Update: The merit decision in this case was handed down on February 23, 2012. Read the analysis here.
On September 20 the high court heard oral argument in Williams v. Ormsby. #10-1946. The issue in the case is whether resumption of a couple’s relationship can be sufficient consideration to support an enforceable contract. For a further overview of the case, see the oral argument preview.
Counsel for Ormsby stayed on message that Ohio has never accepted love and affection as consideration for a contract and should not now. He argued the Ninth District Court of Appeals was wrong to rely on a New Jersey decision based on palimony. Don’t go down that road, he cautioned.
Counsel for Williams also stayed on message that this was a valid, binding, written agreement, recorded for all the world to see, entered into voluntarily by two adults who knew what they were doing.

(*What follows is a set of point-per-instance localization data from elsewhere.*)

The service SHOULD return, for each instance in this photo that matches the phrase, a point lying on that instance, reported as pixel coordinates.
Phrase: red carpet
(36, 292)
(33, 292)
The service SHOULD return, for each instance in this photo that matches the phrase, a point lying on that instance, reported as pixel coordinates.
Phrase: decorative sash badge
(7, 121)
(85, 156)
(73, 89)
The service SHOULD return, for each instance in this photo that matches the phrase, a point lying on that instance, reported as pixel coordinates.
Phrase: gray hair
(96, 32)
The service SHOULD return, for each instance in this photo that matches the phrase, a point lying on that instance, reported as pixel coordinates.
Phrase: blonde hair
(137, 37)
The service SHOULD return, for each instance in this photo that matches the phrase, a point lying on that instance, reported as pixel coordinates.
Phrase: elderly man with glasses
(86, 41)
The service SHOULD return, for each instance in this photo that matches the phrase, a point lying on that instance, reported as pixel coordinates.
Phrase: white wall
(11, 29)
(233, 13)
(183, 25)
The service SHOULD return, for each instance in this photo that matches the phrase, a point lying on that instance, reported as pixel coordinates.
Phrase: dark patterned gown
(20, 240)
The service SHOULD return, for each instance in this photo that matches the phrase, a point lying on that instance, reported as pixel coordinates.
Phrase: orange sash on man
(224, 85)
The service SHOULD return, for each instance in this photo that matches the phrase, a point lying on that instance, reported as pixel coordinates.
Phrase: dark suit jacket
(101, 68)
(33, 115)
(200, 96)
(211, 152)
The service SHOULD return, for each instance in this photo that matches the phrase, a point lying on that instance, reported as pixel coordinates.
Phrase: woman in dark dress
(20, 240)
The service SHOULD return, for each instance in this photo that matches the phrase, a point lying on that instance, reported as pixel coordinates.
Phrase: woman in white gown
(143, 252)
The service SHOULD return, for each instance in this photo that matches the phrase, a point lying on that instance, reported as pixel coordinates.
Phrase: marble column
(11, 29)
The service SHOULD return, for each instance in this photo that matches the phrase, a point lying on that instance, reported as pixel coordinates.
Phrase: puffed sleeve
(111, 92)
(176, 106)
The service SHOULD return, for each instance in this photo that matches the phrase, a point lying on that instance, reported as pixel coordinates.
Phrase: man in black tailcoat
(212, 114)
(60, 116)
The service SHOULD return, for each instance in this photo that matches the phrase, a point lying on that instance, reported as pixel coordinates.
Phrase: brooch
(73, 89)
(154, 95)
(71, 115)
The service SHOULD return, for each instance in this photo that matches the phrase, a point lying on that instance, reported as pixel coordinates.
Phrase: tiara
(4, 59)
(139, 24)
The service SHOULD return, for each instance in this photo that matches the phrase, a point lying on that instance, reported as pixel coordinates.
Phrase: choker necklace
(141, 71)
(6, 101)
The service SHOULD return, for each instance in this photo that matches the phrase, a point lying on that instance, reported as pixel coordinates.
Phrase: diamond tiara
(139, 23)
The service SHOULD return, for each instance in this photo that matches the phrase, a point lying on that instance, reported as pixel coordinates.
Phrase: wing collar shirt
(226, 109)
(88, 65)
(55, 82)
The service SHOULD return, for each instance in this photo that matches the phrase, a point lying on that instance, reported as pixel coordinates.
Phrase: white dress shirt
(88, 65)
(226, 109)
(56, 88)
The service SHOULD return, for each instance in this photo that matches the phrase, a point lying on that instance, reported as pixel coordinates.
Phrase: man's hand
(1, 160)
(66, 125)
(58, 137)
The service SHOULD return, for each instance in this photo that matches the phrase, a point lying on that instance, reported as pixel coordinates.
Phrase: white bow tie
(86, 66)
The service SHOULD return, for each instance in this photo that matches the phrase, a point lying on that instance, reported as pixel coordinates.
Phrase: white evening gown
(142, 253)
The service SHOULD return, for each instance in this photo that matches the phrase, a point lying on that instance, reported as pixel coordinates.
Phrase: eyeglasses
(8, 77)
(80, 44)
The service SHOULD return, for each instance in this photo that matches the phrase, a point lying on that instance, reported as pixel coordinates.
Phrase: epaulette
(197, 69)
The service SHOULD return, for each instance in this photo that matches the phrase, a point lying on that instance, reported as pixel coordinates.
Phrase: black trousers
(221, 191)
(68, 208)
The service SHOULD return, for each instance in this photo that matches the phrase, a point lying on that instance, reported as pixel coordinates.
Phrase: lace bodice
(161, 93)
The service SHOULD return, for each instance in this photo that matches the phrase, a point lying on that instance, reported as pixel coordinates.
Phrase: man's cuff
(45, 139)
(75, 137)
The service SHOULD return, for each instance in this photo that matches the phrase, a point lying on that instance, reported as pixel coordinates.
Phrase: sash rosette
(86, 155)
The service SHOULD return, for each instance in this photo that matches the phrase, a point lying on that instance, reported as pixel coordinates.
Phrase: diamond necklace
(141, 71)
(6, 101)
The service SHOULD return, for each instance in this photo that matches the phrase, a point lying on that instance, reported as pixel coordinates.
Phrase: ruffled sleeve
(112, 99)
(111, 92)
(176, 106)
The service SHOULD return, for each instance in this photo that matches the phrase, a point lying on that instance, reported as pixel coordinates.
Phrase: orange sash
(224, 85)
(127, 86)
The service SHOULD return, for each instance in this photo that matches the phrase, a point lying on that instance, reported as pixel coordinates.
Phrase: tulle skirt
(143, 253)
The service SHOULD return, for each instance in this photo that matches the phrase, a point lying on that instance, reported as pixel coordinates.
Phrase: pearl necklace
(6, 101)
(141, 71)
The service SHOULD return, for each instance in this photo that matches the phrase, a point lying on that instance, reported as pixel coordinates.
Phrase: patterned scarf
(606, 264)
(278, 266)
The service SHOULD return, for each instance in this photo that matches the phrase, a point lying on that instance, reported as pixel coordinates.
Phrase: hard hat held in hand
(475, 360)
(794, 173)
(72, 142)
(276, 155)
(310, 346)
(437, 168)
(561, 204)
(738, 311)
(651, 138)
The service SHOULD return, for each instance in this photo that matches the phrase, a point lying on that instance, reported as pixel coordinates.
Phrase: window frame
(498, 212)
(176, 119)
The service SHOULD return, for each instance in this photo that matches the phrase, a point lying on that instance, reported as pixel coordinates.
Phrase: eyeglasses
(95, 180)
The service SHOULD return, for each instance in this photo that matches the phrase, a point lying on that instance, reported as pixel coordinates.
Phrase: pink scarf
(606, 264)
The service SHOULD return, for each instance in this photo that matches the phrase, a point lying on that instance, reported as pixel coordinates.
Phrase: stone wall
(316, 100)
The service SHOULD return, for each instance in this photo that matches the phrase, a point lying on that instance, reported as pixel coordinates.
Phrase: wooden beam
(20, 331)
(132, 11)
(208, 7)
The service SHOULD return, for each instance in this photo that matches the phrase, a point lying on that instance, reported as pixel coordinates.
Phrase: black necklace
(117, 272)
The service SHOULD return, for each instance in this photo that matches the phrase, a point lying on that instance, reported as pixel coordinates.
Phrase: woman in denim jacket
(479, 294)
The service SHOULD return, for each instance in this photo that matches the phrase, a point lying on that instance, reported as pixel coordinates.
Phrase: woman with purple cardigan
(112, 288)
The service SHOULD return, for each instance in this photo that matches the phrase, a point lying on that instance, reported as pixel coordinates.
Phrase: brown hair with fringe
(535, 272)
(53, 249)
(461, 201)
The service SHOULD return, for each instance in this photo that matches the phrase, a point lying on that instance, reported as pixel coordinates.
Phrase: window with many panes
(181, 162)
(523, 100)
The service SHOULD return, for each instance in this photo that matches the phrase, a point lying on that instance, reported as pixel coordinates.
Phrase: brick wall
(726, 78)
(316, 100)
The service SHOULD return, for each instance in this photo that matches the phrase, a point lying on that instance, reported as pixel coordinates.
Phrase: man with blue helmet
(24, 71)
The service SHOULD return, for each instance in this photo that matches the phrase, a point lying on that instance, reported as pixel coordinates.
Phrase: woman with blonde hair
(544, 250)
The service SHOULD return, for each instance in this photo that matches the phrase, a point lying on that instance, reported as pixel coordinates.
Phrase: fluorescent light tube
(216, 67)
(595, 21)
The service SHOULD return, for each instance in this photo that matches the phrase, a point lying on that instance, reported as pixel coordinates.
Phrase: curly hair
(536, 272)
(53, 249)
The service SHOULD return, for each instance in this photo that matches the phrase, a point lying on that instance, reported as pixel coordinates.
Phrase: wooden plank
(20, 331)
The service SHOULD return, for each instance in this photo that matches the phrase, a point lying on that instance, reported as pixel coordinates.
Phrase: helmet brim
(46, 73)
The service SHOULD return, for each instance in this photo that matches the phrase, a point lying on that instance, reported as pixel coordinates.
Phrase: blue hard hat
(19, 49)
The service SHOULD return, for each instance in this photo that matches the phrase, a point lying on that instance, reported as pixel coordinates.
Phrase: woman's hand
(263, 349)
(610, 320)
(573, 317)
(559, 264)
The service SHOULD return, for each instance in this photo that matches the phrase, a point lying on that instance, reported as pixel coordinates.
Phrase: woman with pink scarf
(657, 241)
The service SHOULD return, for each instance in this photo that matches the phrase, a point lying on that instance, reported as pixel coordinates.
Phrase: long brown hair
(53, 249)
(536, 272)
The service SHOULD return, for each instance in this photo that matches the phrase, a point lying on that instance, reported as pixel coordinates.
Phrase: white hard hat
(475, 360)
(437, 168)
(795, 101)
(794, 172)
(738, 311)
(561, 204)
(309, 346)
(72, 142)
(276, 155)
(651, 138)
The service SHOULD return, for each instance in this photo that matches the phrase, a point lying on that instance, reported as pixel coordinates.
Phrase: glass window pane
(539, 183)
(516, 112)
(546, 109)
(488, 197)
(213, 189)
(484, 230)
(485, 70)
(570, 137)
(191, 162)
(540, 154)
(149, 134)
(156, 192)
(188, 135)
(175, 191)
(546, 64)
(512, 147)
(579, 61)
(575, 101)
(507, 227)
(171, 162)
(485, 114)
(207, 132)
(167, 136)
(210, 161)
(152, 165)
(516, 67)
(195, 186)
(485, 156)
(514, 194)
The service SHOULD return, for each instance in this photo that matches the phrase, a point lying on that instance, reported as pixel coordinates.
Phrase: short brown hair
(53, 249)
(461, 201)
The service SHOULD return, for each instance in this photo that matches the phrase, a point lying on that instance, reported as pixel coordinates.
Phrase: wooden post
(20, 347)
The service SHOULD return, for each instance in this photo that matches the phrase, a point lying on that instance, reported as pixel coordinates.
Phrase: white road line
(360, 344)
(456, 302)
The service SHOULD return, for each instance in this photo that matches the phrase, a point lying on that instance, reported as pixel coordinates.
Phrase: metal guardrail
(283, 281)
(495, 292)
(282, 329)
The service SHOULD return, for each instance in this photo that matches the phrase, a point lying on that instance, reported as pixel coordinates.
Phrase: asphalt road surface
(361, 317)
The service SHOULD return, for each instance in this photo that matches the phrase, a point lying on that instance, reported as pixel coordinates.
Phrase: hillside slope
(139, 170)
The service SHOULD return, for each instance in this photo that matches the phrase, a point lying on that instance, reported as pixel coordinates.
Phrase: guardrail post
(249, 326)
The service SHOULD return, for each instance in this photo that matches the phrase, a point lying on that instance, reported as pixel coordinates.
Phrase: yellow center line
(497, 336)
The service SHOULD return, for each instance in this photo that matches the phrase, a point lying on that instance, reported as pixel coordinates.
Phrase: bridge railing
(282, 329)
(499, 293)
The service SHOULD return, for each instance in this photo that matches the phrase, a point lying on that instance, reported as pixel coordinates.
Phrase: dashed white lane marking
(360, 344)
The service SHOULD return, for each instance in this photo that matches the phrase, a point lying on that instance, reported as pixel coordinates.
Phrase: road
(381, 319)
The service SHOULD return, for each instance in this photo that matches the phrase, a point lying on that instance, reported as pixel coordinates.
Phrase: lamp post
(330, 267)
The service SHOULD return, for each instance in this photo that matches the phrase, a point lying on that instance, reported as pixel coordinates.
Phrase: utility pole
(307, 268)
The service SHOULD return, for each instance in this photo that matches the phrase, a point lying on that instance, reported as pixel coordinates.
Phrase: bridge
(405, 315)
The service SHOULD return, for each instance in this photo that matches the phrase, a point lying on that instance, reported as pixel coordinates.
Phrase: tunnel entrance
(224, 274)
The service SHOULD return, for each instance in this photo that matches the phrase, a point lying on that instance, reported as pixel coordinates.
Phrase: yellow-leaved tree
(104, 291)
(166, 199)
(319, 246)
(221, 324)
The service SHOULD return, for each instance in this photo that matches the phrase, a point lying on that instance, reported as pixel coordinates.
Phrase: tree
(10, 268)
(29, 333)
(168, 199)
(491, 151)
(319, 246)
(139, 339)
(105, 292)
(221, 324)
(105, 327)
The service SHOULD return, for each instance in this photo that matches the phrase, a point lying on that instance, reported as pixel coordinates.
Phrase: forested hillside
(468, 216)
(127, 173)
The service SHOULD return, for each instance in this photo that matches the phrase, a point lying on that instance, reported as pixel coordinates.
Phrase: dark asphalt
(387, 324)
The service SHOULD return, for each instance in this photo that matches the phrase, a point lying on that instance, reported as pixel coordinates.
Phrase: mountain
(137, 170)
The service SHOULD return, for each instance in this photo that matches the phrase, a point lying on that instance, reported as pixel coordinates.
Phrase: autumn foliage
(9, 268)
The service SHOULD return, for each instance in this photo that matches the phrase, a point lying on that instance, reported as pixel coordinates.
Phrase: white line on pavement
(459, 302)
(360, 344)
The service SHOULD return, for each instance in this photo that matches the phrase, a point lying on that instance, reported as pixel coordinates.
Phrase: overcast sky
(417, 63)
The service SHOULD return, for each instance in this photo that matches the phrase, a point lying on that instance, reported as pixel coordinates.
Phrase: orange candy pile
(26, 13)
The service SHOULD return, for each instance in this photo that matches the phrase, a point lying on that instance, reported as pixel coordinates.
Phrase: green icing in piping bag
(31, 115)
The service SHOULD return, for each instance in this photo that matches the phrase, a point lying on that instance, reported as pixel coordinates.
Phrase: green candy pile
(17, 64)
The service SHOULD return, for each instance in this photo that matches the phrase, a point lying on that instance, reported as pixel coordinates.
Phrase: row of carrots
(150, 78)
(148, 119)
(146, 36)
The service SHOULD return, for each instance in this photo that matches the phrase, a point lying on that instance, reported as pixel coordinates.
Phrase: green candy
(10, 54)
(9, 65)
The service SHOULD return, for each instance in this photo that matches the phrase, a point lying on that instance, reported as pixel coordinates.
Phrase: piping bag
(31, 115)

Messy Facts, Different Agreements
The justices spent a lot of time trying to straighten out the key points of the three different agreements between the parties—the December 2004 deed of the property from Williams to Ormsby in consideration for his paying off the mortgage, the March 2005 contract to sell the house and give Ormsby the first $324,000 of the net proceeds, with any excess going to Williams, and the June 2005 contract in which Williams agreed to move back into the house and resume their relationship if Ormsby would give her an equal share in the property.
Justice Cupp asked specifically about the differences between the two 2005 contracts. He asked how long the relationship continued after the parties executed the June contract.
Justice McGee Brown noted that the March contract had specific duties that the lJune contract did not.
Justice Pfeifer asked if the whole thing was smoke and mirrors.
Chief Justice O’Connor pressed about the differences among the agreements, noting that Williams initially gave the property to Ormsby for relieving her of a $310,000 mortgage, and not out of any love and affection consideration. And wasn’t Williams entitled to live in the house anyway after the parties executed the March 2005 agreement? So even if the June 2005 contract were found to lack consideration, wasn’t she legally entitled to still be in the house?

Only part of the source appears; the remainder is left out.